I want to make sure I am doing things correctly on DESeq2.
Below is my design, it comprises 33 samples with 9 initial conditions. Associated with these conditions are some other factors such as age (old or young), further more, these 9 conditions can also be broken down into types (queen, foundress, guard, worker, and gyne).
I am interested in seeing pairwise differences between the 9 conditions, as well as the differences between age or state, however, I am unsure if I should take into account that extra information associated with the conditions (age, state. I thought I would have to, but based on the diversity of conditions, I am beginning to wonder if it is necessary or not. Could anyone let me know? Also, what would be the next step in accounting for everything in the design parameters themselves?
expt_design <- data.frame(samples = colnames(total_counts), condition = c("AB", "AB", "AB", "FN", "FN", "FN", "FB", "FB", "FB", "GD", "GD", "GD", "GD", "FD", "FD", "FD", "FD", "FM", "FM", "FM", "FM", "FM", "GM", "GM", "GM", "GM", "GM", "MOM_MB", "MOM_MB", "MOM_MB", "D_MB", "D_MB", "D_MB"), age = c("old", "old", "old", "old", "old", "old", "old", "old", "old", "young", "young", "young", "young", "young", "young", "young", "young", "old", "old", "old", "old", "old", "old", "old", "old", "old", "old", "old", "old", "old", "young", "young", "young")) type = c("queen", "queen", "queen", "foundress", "foundress", "foundress", "queen", "queen", "queen", "guard", "guard", "guard", "guard", "worker", "worker", "worker", "worker", "queen", "queen", "queen", "queen", "queen", "queen", "queen", "queen", "queen", "queen", "queen", "queen", "queen", "gyne", "gyne", "gyne")) ### dds <- DESeqDataSetFromMatrix( countData = total_counts, colData = expt_design, design = ~ condition + ? ? ? )
Thanks,
Mike
So I receive this error when doing ~age + type + condition.
Error in checkFullRank(modelMatrix) :
the model matrix is not full rank, so the model cannot be fit as specified.
One or more variables or interaction terms in the design formula are linear
combinations of the others and must be removed.

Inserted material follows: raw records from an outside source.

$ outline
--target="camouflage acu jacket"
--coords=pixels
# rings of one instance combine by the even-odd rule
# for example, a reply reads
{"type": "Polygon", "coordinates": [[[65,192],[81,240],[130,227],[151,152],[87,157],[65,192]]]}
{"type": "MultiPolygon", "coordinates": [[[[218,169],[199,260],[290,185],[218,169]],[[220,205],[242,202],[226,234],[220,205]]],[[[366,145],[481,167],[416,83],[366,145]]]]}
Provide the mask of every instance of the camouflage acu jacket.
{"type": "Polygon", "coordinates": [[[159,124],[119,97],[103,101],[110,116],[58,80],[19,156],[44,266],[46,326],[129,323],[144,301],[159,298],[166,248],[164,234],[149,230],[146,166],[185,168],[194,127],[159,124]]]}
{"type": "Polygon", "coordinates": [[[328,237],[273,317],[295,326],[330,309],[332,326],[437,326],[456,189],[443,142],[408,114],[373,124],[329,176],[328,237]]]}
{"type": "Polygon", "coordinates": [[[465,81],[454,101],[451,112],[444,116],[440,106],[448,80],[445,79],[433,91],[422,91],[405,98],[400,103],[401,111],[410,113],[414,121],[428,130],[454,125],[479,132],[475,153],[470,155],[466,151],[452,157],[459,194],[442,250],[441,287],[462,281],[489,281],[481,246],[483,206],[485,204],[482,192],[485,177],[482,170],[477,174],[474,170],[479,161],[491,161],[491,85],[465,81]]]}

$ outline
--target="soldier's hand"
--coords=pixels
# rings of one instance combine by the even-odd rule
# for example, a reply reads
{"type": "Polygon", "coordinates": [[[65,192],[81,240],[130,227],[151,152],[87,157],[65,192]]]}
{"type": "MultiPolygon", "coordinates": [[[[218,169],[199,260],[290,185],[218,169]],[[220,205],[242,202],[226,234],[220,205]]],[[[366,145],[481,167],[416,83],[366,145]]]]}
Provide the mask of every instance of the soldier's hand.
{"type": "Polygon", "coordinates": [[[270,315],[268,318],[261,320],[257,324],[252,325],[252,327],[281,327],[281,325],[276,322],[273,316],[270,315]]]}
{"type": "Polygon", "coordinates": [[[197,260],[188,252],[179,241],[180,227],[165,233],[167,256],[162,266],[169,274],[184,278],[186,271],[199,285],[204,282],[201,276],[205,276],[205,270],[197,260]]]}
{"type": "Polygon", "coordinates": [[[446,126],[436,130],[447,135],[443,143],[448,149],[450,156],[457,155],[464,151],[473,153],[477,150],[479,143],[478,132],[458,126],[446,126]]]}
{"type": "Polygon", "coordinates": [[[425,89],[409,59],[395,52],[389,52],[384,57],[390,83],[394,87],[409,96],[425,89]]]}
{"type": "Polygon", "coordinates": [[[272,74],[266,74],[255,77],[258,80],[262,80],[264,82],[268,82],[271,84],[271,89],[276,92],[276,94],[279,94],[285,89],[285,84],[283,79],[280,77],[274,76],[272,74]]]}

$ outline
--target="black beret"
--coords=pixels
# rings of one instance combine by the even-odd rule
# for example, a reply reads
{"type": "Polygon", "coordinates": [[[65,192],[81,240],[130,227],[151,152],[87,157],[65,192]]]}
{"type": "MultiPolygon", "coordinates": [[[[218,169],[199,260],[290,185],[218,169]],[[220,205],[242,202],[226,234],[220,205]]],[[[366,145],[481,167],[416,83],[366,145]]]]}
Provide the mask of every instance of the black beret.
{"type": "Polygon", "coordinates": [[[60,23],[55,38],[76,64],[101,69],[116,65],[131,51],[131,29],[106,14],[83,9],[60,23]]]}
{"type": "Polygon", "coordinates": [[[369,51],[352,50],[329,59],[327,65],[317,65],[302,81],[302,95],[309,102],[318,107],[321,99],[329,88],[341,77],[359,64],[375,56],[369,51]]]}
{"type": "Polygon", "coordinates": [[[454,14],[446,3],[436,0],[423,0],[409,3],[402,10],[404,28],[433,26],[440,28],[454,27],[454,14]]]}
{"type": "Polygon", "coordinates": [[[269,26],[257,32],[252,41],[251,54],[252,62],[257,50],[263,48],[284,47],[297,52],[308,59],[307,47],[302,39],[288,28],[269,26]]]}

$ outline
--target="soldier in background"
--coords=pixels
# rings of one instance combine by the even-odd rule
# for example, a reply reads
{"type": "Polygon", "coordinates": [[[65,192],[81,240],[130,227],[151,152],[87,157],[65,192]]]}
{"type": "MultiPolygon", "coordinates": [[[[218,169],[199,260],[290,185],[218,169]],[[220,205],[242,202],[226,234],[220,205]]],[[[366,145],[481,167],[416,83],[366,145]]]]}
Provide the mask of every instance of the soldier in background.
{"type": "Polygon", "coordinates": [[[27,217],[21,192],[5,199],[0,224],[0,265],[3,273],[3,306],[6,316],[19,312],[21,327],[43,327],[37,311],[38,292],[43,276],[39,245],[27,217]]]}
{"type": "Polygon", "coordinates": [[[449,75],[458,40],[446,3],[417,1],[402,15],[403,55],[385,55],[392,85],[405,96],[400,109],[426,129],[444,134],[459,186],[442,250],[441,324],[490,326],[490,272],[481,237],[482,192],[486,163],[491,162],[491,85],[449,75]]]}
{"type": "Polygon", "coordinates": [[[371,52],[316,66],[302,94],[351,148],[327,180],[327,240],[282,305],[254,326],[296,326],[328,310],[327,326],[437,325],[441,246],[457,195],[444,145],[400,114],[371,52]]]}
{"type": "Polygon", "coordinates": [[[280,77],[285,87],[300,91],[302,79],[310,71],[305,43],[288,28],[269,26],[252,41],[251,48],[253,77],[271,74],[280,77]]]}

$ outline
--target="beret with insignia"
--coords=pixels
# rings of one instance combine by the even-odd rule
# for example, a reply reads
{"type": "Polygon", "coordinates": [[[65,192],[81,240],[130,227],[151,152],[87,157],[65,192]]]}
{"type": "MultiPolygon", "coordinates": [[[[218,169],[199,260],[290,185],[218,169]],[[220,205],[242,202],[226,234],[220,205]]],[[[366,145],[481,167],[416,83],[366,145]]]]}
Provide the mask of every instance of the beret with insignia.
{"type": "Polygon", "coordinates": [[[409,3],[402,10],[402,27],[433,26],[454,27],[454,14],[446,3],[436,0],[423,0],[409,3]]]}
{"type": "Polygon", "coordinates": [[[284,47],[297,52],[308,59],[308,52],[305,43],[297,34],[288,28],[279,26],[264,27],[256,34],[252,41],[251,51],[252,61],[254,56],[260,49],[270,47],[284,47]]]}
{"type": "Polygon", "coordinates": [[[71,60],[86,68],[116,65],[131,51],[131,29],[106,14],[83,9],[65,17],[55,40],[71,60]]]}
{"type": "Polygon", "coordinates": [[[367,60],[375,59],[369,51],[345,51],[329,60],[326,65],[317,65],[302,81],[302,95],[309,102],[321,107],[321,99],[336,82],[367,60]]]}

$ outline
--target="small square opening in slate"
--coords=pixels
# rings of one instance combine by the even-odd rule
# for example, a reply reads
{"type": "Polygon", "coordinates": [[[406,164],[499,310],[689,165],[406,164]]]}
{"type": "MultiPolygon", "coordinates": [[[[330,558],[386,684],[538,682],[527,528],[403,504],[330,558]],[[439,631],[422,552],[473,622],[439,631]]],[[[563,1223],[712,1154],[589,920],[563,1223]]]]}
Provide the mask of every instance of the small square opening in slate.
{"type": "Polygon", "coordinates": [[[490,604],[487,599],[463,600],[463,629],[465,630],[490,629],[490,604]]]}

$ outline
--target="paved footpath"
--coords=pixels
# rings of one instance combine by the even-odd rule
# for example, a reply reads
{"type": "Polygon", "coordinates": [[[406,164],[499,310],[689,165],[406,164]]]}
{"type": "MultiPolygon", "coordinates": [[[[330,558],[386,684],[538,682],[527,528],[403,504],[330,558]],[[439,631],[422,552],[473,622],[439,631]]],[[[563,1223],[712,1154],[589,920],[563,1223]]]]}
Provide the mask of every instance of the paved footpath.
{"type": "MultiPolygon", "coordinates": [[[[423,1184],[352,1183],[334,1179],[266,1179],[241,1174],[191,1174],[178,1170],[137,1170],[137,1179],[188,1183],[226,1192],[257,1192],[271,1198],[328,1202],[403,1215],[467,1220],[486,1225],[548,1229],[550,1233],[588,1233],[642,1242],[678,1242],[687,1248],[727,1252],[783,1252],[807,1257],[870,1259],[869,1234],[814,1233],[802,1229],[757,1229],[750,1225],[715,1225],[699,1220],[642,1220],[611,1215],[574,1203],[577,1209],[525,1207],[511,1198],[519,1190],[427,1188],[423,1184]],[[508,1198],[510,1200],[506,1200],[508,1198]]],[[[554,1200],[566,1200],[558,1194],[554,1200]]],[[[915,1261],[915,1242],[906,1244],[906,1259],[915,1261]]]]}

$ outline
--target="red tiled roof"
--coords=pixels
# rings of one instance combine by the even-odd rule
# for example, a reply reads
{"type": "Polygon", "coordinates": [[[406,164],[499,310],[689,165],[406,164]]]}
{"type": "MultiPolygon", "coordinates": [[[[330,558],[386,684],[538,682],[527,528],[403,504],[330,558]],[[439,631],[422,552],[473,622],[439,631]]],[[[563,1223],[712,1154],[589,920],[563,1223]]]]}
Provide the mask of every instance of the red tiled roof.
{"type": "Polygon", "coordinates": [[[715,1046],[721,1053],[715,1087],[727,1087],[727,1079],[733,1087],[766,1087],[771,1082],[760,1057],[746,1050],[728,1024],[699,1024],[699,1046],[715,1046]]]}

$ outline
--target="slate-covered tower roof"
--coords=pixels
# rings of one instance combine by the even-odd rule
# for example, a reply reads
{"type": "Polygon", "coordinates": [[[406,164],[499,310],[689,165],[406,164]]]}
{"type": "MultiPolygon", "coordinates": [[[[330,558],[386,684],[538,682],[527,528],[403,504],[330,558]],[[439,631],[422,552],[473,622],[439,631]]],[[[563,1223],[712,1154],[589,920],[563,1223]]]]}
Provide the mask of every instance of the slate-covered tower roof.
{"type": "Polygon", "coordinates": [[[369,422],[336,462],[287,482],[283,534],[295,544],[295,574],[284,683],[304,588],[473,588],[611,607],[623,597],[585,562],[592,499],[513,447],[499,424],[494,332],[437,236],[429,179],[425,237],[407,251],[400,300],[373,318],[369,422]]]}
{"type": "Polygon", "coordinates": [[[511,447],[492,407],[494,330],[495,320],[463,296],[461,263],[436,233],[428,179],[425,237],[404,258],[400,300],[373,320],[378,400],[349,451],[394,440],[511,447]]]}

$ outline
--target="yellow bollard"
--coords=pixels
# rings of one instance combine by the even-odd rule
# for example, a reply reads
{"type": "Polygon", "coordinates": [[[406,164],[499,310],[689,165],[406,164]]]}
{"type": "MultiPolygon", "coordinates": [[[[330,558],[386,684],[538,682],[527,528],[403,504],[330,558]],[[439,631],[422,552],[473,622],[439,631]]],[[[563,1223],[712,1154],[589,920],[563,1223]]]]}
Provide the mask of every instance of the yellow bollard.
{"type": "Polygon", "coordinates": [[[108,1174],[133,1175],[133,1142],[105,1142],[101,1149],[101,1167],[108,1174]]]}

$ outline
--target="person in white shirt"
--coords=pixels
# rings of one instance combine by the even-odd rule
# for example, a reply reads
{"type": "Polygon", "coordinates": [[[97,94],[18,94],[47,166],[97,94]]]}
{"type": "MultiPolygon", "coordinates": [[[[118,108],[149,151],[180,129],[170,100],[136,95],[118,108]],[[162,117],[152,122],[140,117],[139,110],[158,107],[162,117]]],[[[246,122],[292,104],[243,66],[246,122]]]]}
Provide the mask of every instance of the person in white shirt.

Please read the vignette section 'Model matrix not full rank':
vignette('DESeq2')
I think I understand the problem, and I think it is fundamental in my design. Can I not factor in age, or type, since they basically describe the condition as well? Can I only do contrasts between conditions, and combinations of conditions against each other?
Thanks
I didn't compute the confounding in the design above, but yes, if the variables are confounded, you can only add in variables to the design which are "linearly independent". Basically this means, variables which separate the samples in other ways than the variables already in the design.